16. beauty is terror

87 22 8
                                    

ich dachte wirklich, ich habe es unter kontrolle. ich habe sophie in ruhe gelassen, ich habe gehofft, dass es allen gut geht, ich habe mich zurückgezogen und ich habe versucht, öfters zuhause zu schlafen, ich habe nicht mehr gekotzt, ich habe alles gemacht, von dem ich dachte, es sei richtig.

wahrscheinlich war es sogar richtig.

in der philosophiestunde musste ich über die idee beauty is terror schreiben.

die griechen sagten einst, schönheit sei terror. und wenn ich so darüber nachdenke, denke ich, diese selbstzerstörerei, die wir mit ähnlich ritueller faszination praktizieren, findet sich ebenso in dieser idee wieder. wir projizieren in unserer verzweiflung ästhetische ansehnlichkeit auf die dunkelsten flecken unserer trauer. es macht es einfacher unsere gefühle zu verarbeiten, scham zu verdrängen und macht sie sogar - wenn wir auf die perfiden machtspiel-charakterzüge des menschen anspielen - begehrenswert. zumindest für jugendliche gegenüber anderen jugendlichen. regelbrüche, rauschmittel, illegales reizt uns, bis zu dem ausmaß, dass wir es nicht nur für vergnügen, sondern ebenso aufmerksamkeit instrumentalisieren.
wir zerren uns immer weiter aus, damit unsere primäre ausgezehrtheit beachtet wird.
denn wie schönheit terror ist, ist selbstzerstörerei der schönste aller akte.

darunter steht die rote anmerkung meines lehrers: erläuterung nicht fachbezogen, d.h. falsch

2 punkte (note: 5)

seine worte waren „abgesehen von der struktur der argumentativen auseinandersetzung mit dem philosophischen problem - dessen wortwörtliche fragestellung sie nicht genannt haben - fehlt ebenso inhaltlich die nennung der angst der griechen vor kontrollverlust. alva, bevor sie sagen, sie haben dies anhand von - ich zitiere - regelbrüchen, rauschmitteln und illegalem dargestellt, muss ich sie enttäuschen, denn ihre beispiele sind unklar, nicht sachbezogen und besonders: beispiele von jugendlichen, nicht den antiken griechen.
ihre abgabe scheint mir mit den 118 wörtern mehr ein lyrischer kurzaufsatz des deutschgrundkurses als ein philosophischer essay unter meinen fittichen.
kriegen sie es unter kontrolle. reden sie von mir aus mit der stufenleitung wegen ihren defiziten in der oberstufe. kommen sie danach zu mir und wir können uns zusammensetzen, um zu überlegen wie sie den kurs bestehen. aber bitte, kriegen sie es unter kontrolle."

wie zu anfang gesagt, ich dachte, ich habe es unter kontrolle. wie zu anfang gesagt, ich habe sophie in ruhe gelassen, ich habe gehofft, dass es allen gut geht, ich habe mich zurückgezogen und ich habe versucht, öfters zuhause zu schlafen, ich habe nicht mehr gekotzt, ich habe alles gemacht, von dem ich dachte, es sei richtig.

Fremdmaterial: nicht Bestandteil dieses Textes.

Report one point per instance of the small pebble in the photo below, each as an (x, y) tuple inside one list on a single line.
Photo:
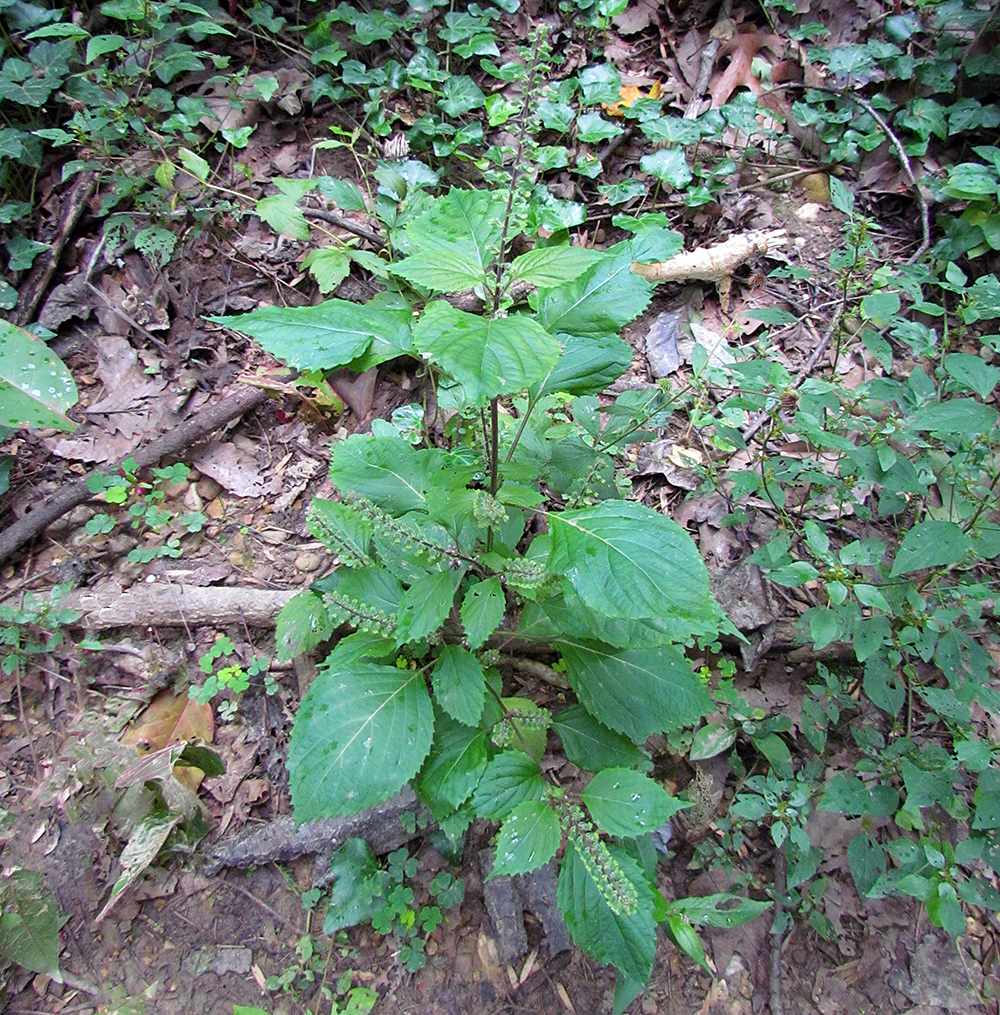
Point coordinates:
[(309, 561), (208, 488)]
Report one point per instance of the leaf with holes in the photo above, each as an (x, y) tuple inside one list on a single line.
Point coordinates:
[(361, 733), (36, 387), (487, 357)]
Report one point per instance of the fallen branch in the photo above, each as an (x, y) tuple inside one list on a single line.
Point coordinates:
[(712, 264), (188, 432), (162, 604)]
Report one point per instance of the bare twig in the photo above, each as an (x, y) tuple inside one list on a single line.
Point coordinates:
[(188, 432), (345, 223), (777, 937), (761, 417), (709, 56)]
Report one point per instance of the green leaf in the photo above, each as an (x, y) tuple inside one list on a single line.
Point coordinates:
[(342, 530), (388, 470), (707, 910), (488, 357), (625, 560), (601, 301), (879, 308), (459, 684), (442, 271), (592, 127), (973, 373), (280, 211), (329, 266), (351, 900), (455, 765), (958, 415), (883, 686), (549, 266), (987, 800), (668, 164), (29, 924), (195, 164), (144, 843), (462, 94), (344, 193), (626, 804), (930, 544), (867, 861), (482, 610), (627, 942), (600, 83), (425, 605), (588, 365), (528, 838), (712, 739), (464, 222), (510, 780), (638, 692), (36, 387), (331, 334), (360, 733), (592, 746)]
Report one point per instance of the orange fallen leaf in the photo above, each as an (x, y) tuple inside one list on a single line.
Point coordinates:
[(629, 92), (173, 719)]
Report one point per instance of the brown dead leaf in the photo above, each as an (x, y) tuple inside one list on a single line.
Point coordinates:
[(741, 50), (637, 16), (173, 719)]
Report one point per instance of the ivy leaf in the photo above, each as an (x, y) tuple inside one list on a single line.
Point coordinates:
[(549, 266), (625, 560), (930, 544), (387, 469), (510, 780), (626, 942), (459, 684), (488, 357), (462, 94), (528, 838), (455, 765), (319, 338), (638, 691), (601, 301), (668, 164), (592, 746), (29, 923), (425, 605), (593, 127), (482, 610), (361, 732), (626, 804)]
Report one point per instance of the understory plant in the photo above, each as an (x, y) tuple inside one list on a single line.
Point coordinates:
[(498, 529)]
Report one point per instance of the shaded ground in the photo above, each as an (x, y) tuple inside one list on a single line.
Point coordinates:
[(181, 942)]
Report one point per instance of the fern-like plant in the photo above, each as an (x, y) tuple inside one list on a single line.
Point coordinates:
[(441, 578)]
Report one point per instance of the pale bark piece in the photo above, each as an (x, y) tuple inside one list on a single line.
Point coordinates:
[(165, 604), (712, 264)]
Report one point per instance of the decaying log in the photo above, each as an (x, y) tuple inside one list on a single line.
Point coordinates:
[(164, 604)]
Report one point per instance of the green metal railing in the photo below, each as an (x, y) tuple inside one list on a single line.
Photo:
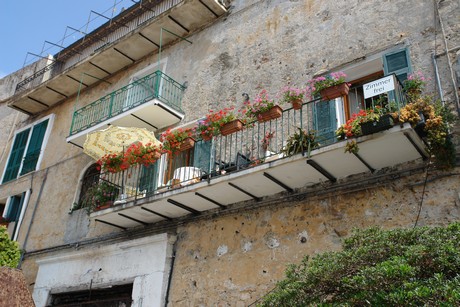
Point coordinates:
[(154, 86)]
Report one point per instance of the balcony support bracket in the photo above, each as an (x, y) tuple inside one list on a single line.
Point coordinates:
[(419, 150), (210, 200), (371, 169), (321, 170), (178, 204), (244, 191), (133, 219), (107, 223)]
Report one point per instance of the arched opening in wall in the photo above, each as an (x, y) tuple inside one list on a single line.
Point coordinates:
[(395, 61), (116, 295)]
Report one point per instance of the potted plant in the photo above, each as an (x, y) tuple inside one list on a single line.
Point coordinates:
[(178, 140), (301, 141), (100, 196), (147, 154), (293, 96), (229, 122), (432, 122), (263, 109), (330, 86), (208, 127)]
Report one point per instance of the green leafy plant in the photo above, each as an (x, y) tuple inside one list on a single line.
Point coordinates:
[(300, 141), (261, 104), (401, 267), (9, 250), (172, 139)]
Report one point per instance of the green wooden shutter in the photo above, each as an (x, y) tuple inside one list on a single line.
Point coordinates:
[(203, 155), (14, 208), (398, 63), (34, 147), (14, 162), (325, 121)]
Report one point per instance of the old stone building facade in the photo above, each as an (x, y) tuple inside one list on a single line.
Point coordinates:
[(221, 240)]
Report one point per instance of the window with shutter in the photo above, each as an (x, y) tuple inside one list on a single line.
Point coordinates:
[(325, 121), (26, 150), (203, 156)]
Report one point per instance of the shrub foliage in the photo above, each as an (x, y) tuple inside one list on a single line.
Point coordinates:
[(9, 250), (412, 267)]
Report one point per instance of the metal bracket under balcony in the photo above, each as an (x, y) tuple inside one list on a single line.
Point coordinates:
[(128, 38), (328, 165)]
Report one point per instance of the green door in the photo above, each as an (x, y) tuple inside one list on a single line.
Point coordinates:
[(34, 148)]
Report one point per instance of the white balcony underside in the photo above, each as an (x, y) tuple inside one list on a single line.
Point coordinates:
[(385, 149), (181, 20)]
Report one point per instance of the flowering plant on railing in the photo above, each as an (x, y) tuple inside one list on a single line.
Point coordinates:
[(315, 85), (262, 103), (146, 155), (136, 153), (172, 139), (267, 140), (432, 122), (414, 85), (210, 126), (352, 127), (113, 163)]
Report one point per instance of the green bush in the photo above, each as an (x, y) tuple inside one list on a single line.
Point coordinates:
[(9, 250), (412, 267)]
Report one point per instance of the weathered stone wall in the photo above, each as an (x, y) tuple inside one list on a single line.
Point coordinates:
[(235, 259)]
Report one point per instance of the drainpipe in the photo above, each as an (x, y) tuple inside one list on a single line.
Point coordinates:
[(33, 216), (448, 60), (173, 258), (438, 81)]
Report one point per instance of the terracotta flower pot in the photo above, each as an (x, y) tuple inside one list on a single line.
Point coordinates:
[(231, 127), (335, 91), (273, 113), (296, 104), (187, 144)]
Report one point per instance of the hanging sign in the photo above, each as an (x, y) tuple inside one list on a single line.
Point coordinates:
[(379, 86)]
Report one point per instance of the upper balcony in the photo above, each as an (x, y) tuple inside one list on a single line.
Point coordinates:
[(152, 102), (248, 165), (140, 30)]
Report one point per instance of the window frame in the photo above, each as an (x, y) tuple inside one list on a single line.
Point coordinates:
[(29, 127)]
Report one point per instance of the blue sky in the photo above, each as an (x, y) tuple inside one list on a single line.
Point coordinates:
[(25, 25)]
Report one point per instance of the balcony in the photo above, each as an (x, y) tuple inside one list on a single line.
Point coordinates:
[(239, 167), (123, 40), (152, 102)]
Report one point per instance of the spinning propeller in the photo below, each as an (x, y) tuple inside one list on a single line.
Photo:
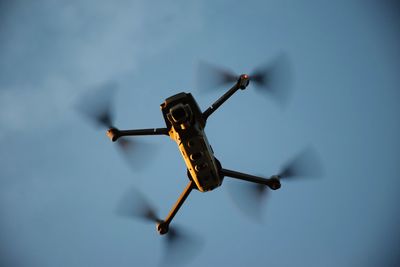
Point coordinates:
[(96, 105), (273, 78), (249, 197), (180, 246)]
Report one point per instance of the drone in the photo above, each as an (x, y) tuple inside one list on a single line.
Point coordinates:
[(185, 124)]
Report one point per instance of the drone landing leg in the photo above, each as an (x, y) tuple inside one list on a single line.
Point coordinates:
[(272, 182), (241, 84), (163, 226), (114, 133)]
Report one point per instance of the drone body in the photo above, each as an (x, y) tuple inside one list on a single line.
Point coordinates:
[(185, 125)]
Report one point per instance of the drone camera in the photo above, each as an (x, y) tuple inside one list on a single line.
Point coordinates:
[(180, 113)]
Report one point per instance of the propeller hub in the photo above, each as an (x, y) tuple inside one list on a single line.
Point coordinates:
[(243, 81), (162, 228)]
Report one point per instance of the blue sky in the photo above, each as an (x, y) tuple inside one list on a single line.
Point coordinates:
[(61, 179)]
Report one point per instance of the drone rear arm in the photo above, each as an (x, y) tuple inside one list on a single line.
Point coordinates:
[(242, 83), (114, 133), (272, 182), (163, 226)]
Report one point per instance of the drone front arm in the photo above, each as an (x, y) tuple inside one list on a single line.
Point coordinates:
[(272, 182), (114, 133), (242, 83), (163, 226)]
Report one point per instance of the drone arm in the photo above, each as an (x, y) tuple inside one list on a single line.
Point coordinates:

ich merke erst jetzt, wie egal es ist, ob man das richtige oder falsche tut. alles passiert, wie es passiert. es macht keinen unterschied, ob man aufhört oder nicht. es ist alles egal.

also tue ich das, was ich schon längst hätte tun sollen: ich trinke mich kaputt, ich schmeiße mir ecstasy ein und dann gehe ich auf hennes' 18.

denn schönheit ist terror, und ich bin sehr schön.